Fidelity Investments is enhancing its exchange-traded fund (ETF) offerings with the launch of five new actively managed equity ETFs and a fee reduction on an existing fund, the firm announced Thursday.
This move reflects the growing preference among investors for ETFs over mutual funds due to their trading flexibility and tax efficiency. As demand surges, asset managers are accelerating the release of active ETF products. According to Morningstar, 328 new active ETFs hit the market in 2023 through September 30.
The five new funds include the Fidelity Enhanced U.S. All-Cap Equity ETF (FEAC), Fidelity Enhanced Emerging Markets ETF (FEMR), Fidelity Fundamental Developed International ETF (FFDI), Fidelity Fundamental Global ex-U.S. ETF (FFGX), and Fidelity Fundamental Emerging Markets ETF (FFEM). These ETFs feature competitive gross expense ratios, with FEAC at 0.18%, FEMR at 0.38%, FFDI and FFGX at 0.55%, and FFEM at 0.60%.
Available commission-free to individual investors and financial advisors through Fidelity’s online brokerage platform, these ETFs aim to deliver unique actively managed solutions. “Our goal is to provide investors with differentiated, actively managed investment products,” said Greg Friedman, Fidelity’s head of ETF management and strategy.
Fidelity is also revamping its existing Fidelity High-Yield Factor ETF, renaming it the Fidelity Enhanced High-Yield ETF (FDHY). Along with the rebranding, the total expense ratio will drop from 0.45% to 0.35%. Fidelity explained the name change aligns more closely with the fund’s active investment approach.
Headquartered in Boston, Fidelity is a leader in wealth management and retirement planning, with a substantial brokerage platform catering to both retail investors and independent financial advisors. As of September 30, Fidelity reported $15 trillion in assets under administration, including $5.8 trillion in discretionary assets.
The firm now manages 76 ETFs and products with a combined $93 billion in assets. Fidelity’s portfolio construction team regularly analyzes thousands of managed portfolios and reports a growing trend among financial advisors allocating client assets to active ETFs.

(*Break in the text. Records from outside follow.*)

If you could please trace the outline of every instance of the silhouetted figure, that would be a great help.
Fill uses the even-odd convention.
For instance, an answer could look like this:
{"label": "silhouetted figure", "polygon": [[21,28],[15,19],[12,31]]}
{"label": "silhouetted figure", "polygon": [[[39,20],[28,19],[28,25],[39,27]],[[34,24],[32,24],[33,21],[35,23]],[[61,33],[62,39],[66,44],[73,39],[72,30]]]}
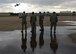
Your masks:
{"label": "silhouetted figure", "polygon": [[45,14],[45,12],[43,12]]}
{"label": "silhouetted figure", "polygon": [[31,36],[31,41],[30,41],[30,46],[32,48],[32,51],[34,52],[34,49],[37,46],[37,42],[36,42],[36,32],[32,32],[32,36]]}
{"label": "silhouetted figure", "polygon": [[40,31],[44,30],[43,20],[44,20],[44,13],[39,12],[39,25],[41,28]]}
{"label": "silhouetted figure", "polygon": [[73,11],[73,12],[72,12],[72,16],[75,16],[75,14],[76,14],[75,11]]}
{"label": "silhouetted figure", "polygon": [[32,15],[30,17],[30,24],[31,24],[31,32],[33,30],[36,31],[36,15],[34,12],[32,12]]}
{"label": "silhouetted figure", "polygon": [[27,49],[26,42],[27,42],[27,32],[25,32],[25,36],[24,36],[24,33],[22,32],[22,45],[21,45],[21,48],[22,48],[23,52],[25,52],[26,49]]}
{"label": "silhouetted figure", "polygon": [[40,46],[40,48],[44,45],[43,35],[44,35],[44,31],[41,31],[40,36],[39,36],[39,46]]}
{"label": "silhouetted figure", "polygon": [[19,18],[22,18],[22,31],[25,29],[25,32],[27,31],[27,22],[26,22],[26,14],[25,11],[23,12],[22,16],[20,16]]}
{"label": "silhouetted figure", "polygon": [[53,53],[56,54],[56,51],[58,49],[56,34],[54,33],[54,36],[52,36],[52,33],[51,33],[50,37],[51,37],[50,48],[53,50]]}
{"label": "silhouetted figure", "polygon": [[50,12],[49,11],[47,12],[47,16],[50,16]]}
{"label": "silhouetted figure", "polygon": [[52,15],[50,17],[50,22],[51,22],[51,32],[52,32],[52,28],[54,27],[54,33],[55,33],[56,32],[57,22],[58,22],[58,18],[57,18],[56,12],[52,13]]}

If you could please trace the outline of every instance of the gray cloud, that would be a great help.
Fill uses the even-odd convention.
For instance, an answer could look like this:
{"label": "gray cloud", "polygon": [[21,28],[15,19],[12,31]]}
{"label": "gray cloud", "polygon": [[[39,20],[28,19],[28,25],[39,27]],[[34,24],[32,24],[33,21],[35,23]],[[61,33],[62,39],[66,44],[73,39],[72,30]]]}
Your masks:
{"label": "gray cloud", "polygon": [[[14,11],[10,3],[27,3],[30,8],[33,5],[33,10],[47,11],[50,10],[75,10],[76,0],[0,0],[0,11]],[[8,5],[5,5],[8,4]],[[29,7],[29,6],[28,6]]]}
{"label": "gray cloud", "polygon": [[69,1],[69,4],[68,2],[65,2],[65,3],[62,3],[61,6],[63,7],[66,7],[66,8],[76,8],[76,1]]}
{"label": "gray cloud", "polygon": [[0,0],[0,3],[30,3],[38,5],[59,5],[63,2],[75,0]]}
{"label": "gray cloud", "polygon": [[14,11],[13,6],[11,4],[0,4],[0,12],[12,12]]}

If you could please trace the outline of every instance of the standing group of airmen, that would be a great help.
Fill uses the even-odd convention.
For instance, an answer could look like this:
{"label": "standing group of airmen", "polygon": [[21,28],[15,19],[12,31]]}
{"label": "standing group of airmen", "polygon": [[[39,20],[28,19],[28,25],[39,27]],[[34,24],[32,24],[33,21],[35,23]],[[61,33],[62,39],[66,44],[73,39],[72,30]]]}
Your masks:
{"label": "standing group of airmen", "polygon": [[[39,36],[39,46],[40,48],[44,45],[44,39],[43,39],[43,34],[44,34],[44,25],[43,25],[43,21],[44,21],[44,16],[45,16],[45,12],[41,13],[39,12],[38,17],[39,17],[39,25],[40,25],[40,36]],[[23,51],[25,52],[27,49],[27,14],[25,12],[23,12],[22,16],[20,16],[20,18],[22,18],[22,45],[21,48],[23,49]],[[34,51],[34,48],[36,48],[37,46],[37,42],[36,42],[36,21],[37,21],[37,16],[35,15],[34,12],[32,12],[31,16],[30,16],[30,24],[31,24],[31,41],[30,41],[30,46],[32,48],[32,51]],[[51,28],[50,28],[50,37],[51,37],[51,41],[50,41],[50,47],[53,50],[54,53],[56,53],[56,50],[58,48],[58,43],[56,40],[56,25],[58,22],[58,18],[57,18],[57,14],[55,12],[53,12],[50,15],[50,24],[51,24]],[[52,36],[52,28],[54,27],[54,37]],[[25,36],[23,33],[23,30],[25,29]]]}
{"label": "standing group of airmen", "polygon": [[[44,16],[45,16],[45,12],[41,13],[39,12],[39,25],[40,25],[40,31],[44,30],[44,26],[43,26],[43,21],[44,21]],[[20,16],[19,18],[22,18],[22,31],[25,28],[25,32],[27,30],[27,22],[26,22],[26,18],[27,18],[27,14],[25,13],[25,11],[23,12],[22,16]],[[34,12],[32,12],[31,16],[30,16],[30,24],[31,24],[31,32],[34,30],[34,32],[36,32],[36,21],[37,21],[37,17],[35,15]],[[54,33],[56,32],[56,25],[58,22],[58,18],[57,18],[57,14],[56,12],[53,12],[50,15],[50,24],[51,24],[51,32],[52,32],[52,28],[54,26]]]}

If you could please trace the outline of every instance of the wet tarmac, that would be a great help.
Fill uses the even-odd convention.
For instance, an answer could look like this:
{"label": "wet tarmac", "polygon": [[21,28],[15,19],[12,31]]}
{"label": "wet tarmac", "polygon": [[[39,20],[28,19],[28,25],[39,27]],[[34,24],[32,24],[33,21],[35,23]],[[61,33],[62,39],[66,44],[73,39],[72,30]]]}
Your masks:
{"label": "wet tarmac", "polygon": [[68,25],[76,26],[76,21],[61,21],[61,22],[65,22]]}
{"label": "wet tarmac", "polygon": [[44,27],[43,32],[37,27],[35,33],[30,32],[31,28],[27,33],[0,31],[0,54],[75,54],[76,44],[68,37],[76,32],[72,28],[76,26],[57,26],[55,34],[50,27]]}

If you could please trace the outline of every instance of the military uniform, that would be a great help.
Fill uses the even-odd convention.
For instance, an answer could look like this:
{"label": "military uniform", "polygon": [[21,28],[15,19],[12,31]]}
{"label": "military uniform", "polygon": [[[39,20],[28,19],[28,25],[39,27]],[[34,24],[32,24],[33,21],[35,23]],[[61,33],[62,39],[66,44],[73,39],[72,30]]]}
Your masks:
{"label": "military uniform", "polygon": [[39,25],[40,25],[40,30],[43,30],[44,27],[43,27],[43,20],[44,20],[44,14],[42,13],[39,13]]}
{"label": "military uniform", "polygon": [[36,31],[36,15],[32,14],[30,18],[31,31]]}
{"label": "military uniform", "polygon": [[56,31],[56,25],[58,22],[58,18],[57,18],[57,14],[53,13],[50,17],[50,22],[51,22],[51,31],[52,31],[52,27],[54,26],[54,32]]}
{"label": "military uniform", "polygon": [[22,18],[22,31],[24,29],[24,26],[25,26],[25,31],[26,31],[27,30],[26,14],[23,13],[22,16],[20,16],[20,18]]}

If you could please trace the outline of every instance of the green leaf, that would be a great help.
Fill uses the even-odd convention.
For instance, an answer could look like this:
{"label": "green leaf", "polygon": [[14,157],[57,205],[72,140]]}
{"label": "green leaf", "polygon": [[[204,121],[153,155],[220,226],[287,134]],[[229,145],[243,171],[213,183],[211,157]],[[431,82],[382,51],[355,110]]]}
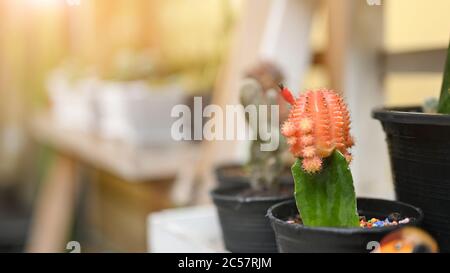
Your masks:
{"label": "green leaf", "polygon": [[447,61],[445,62],[438,113],[450,114],[450,44],[447,49]]}
{"label": "green leaf", "polygon": [[359,227],[353,178],[345,157],[335,151],[322,170],[308,174],[301,159],[292,166],[295,200],[303,224],[311,227]]}

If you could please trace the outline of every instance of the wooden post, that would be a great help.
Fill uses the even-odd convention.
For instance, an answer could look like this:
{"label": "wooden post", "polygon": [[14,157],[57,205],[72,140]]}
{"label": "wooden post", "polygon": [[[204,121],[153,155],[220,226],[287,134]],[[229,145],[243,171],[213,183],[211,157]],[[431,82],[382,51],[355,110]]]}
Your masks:
{"label": "wooden post", "polygon": [[[241,20],[237,23],[234,39],[227,61],[219,72],[212,103],[225,109],[226,104],[239,103],[239,82],[250,65],[258,60],[263,28],[270,8],[270,0],[248,0],[243,2]],[[236,159],[238,141],[205,141],[195,177],[194,203],[209,202],[209,189],[213,185],[212,170],[218,162]],[[241,149],[242,150],[242,149]]]}
{"label": "wooden post", "polygon": [[[383,6],[331,0],[329,60],[333,85],[341,88],[352,115],[352,173],[359,195],[393,197],[384,133],[371,110],[383,104]],[[390,189],[387,190],[387,189]]]}
{"label": "wooden post", "polygon": [[285,85],[298,92],[312,59],[310,33],[315,0],[272,1],[260,46],[260,58],[280,66]]}
{"label": "wooden post", "polygon": [[[223,66],[212,103],[225,109],[226,104],[239,104],[239,83],[244,71],[259,60],[277,63],[286,82],[298,90],[311,59],[309,33],[314,0],[248,0],[236,28],[228,62]],[[226,122],[226,121],[225,121]],[[198,165],[201,180],[194,202],[209,201],[208,189],[214,176],[212,168],[221,161],[247,156],[248,142],[216,141],[203,144],[202,161]]]}
{"label": "wooden post", "polygon": [[33,211],[27,252],[63,252],[69,241],[77,199],[75,163],[56,155]]}

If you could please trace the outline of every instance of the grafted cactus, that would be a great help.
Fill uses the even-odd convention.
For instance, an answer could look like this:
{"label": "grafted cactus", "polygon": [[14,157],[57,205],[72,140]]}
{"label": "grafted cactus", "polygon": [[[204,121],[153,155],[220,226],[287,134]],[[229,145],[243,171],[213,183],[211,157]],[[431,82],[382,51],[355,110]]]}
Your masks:
{"label": "grafted cactus", "polygon": [[351,161],[348,148],[353,146],[350,116],[341,97],[333,91],[307,91],[297,100],[282,87],[281,94],[292,104],[282,134],[290,151],[303,158],[303,169],[315,173],[322,168],[322,158],[337,149]]}
{"label": "grafted cactus", "polygon": [[307,226],[352,227],[359,225],[356,196],[349,169],[353,146],[350,116],[343,99],[335,92],[307,91],[295,99],[281,87],[291,104],[282,125],[291,153],[295,198],[303,224]]}

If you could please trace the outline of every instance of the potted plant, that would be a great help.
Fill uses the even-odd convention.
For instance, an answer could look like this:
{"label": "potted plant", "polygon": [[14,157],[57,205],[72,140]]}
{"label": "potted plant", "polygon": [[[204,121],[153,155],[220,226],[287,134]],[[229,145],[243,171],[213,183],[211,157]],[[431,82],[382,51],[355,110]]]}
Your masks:
{"label": "potted plant", "polygon": [[450,45],[437,113],[428,107],[375,109],[386,133],[397,199],[419,206],[423,226],[450,252]]}
{"label": "potted plant", "polygon": [[310,90],[295,99],[282,88],[281,94],[292,105],[281,132],[297,160],[295,201],[268,211],[280,252],[367,252],[369,242],[421,221],[421,211],[411,205],[356,199],[350,117],[337,93]]}
{"label": "potted plant", "polygon": [[[264,87],[254,77],[243,82],[240,95],[243,106],[270,106],[280,102],[276,89]],[[271,118],[279,117],[269,116],[268,126]],[[256,120],[259,121],[259,117]],[[248,119],[247,122],[250,126],[255,125]],[[248,163],[245,166],[222,165],[216,169],[219,185],[211,196],[218,210],[227,250],[276,252],[274,233],[265,215],[272,205],[292,199],[293,179],[285,171],[286,144],[280,143],[277,149],[264,151],[261,145],[267,140],[261,137],[258,128],[252,129],[256,137],[250,145]],[[278,126],[272,128],[271,134],[281,139]]]}
{"label": "potted plant", "polygon": [[[276,104],[279,106],[280,120],[284,120],[288,113],[288,105],[283,98],[278,94],[278,83],[284,80],[281,70],[272,62],[262,61],[251,67],[246,71],[244,80],[240,89],[240,100],[243,106],[247,105],[270,105]],[[252,128],[253,131],[257,131],[257,128]],[[256,176],[259,175],[260,170],[264,172],[265,168],[263,164],[260,164],[258,156],[268,155],[268,153],[259,153],[259,146],[261,145],[260,139],[253,141],[250,149],[250,160],[247,164],[237,162],[227,162],[220,164],[215,168],[215,175],[220,187],[233,187],[236,184],[248,184],[251,180],[256,181]],[[286,143],[281,143],[279,154],[281,157],[286,157]],[[277,176],[286,183],[292,182],[292,175],[289,171],[289,164],[286,161],[289,159],[282,159],[285,165],[283,169],[279,169],[280,174],[277,171],[268,170],[268,175]],[[277,162],[281,162],[277,160]],[[261,167],[261,168],[260,168]],[[251,174],[253,173],[253,174]],[[261,173],[262,174],[262,173]],[[262,175],[264,176],[264,175]]]}
{"label": "potted plant", "polygon": [[139,148],[171,145],[170,110],[183,103],[182,86],[172,77],[156,79],[146,51],[122,49],[110,61],[96,90],[99,135]]}

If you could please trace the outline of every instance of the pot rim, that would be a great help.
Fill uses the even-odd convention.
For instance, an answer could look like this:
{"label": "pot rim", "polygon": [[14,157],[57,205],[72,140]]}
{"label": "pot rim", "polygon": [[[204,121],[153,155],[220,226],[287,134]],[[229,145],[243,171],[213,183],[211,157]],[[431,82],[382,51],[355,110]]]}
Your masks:
{"label": "pot rim", "polygon": [[382,122],[450,126],[450,115],[420,112],[421,106],[379,107],[372,110],[372,117]]}
{"label": "pot rim", "polygon": [[[393,202],[402,206],[407,206],[410,207],[412,209],[414,209],[415,211],[418,212],[419,217],[417,217],[415,219],[414,222],[410,222],[408,224],[404,224],[402,226],[408,226],[408,225],[415,225],[417,223],[421,223],[423,221],[423,211],[418,208],[415,207],[413,205],[404,203],[404,202],[400,202],[400,201],[396,201],[396,200],[387,200],[387,199],[379,199],[379,198],[366,198],[366,197],[358,197],[358,200],[371,200],[371,201],[383,201],[383,202]],[[379,232],[384,232],[384,231],[392,231],[395,230],[399,227],[401,227],[400,225],[397,226],[387,226],[387,227],[377,227],[377,228],[361,228],[361,227],[352,227],[352,228],[342,228],[342,227],[308,227],[308,226],[304,226],[302,224],[292,224],[292,223],[287,223],[285,220],[281,220],[280,218],[277,218],[273,215],[273,210],[281,207],[281,206],[285,206],[287,204],[290,203],[294,203],[295,200],[287,200],[278,204],[273,205],[272,207],[270,207],[267,211],[267,217],[270,219],[270,221],[272,222],[272,224],[278,224],[281,226],[285,226],[288,227],[290,229],[295,229],[295,230],[309,230],[309,231],[320,231],[320,232],[324,232],[324,233],[339,233],[339,234],[367,234],[367,233],[379,233]],[[295,204],[294,204],[295,205]]]}
{"label": "pot rim", "polygon": [[240,161],[225,161],[219,164],[215,164],[213,166],[214,170],[217,172],[219,170],[227,169],[227,168],[242,168],[245,166],[245,162]]}
{"label": "pot rim", "polygon": [[210,191],[210,195],[213,198],[213,200],[219,200],[219,201],[228,201],[228,202],[238,202],[238,203],[250,203],[250,202],[273,202],[273,201],[289,201],[290,199],[294,198],[293,196],[252,196],[252,197],[242,197],[237,195],[231,195],[227,193],[223,193],[222,191],[232,191],[236,190],[237,188],[247,188],[249,185],[239,185],[234,186],[230,188],[221,188],[217,187]]}
{"label": "pot rim", "polygon": [[[245,162],[240,162],[240,161],[225,161],[219,164],[215,164],[213,166],[214,172],[220,172],[222,170],[228,169],[228,168],[242,168],[244,169],[246,167],[246,163]],[[286,169],[291,169],[290,166],[286,165]]]}

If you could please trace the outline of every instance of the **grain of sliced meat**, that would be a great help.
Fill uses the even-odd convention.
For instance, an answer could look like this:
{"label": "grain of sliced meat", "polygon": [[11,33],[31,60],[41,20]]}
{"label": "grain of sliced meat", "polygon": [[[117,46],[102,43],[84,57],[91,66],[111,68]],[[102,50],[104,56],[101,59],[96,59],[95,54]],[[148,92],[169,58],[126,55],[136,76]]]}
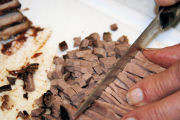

This strategic expansion aligns with broader industry trends. Many asset managers are pivoting to ETFs to meet rising investor demand for active strategies in an ETF format while countering outflows from active mutual funds. Charles Schwab recently announced plans to launch its third active ETF, the Schwab Core Bond ETF, in early 2025. Similarly, Vanguard has expanded its lineup of active ETFs, introducing two active municipal bond ETFs in August: Vanguard Core Tax-Exempt Bond ETF and Vanguard Short Duration Tax-Exempt Bond ETF.
The industry’s rapid shift toward ETFs underscores their growing significance as core portfolio tools for both individual and institutional investors, with active ETFs emerging as a focal point for innovation and growth.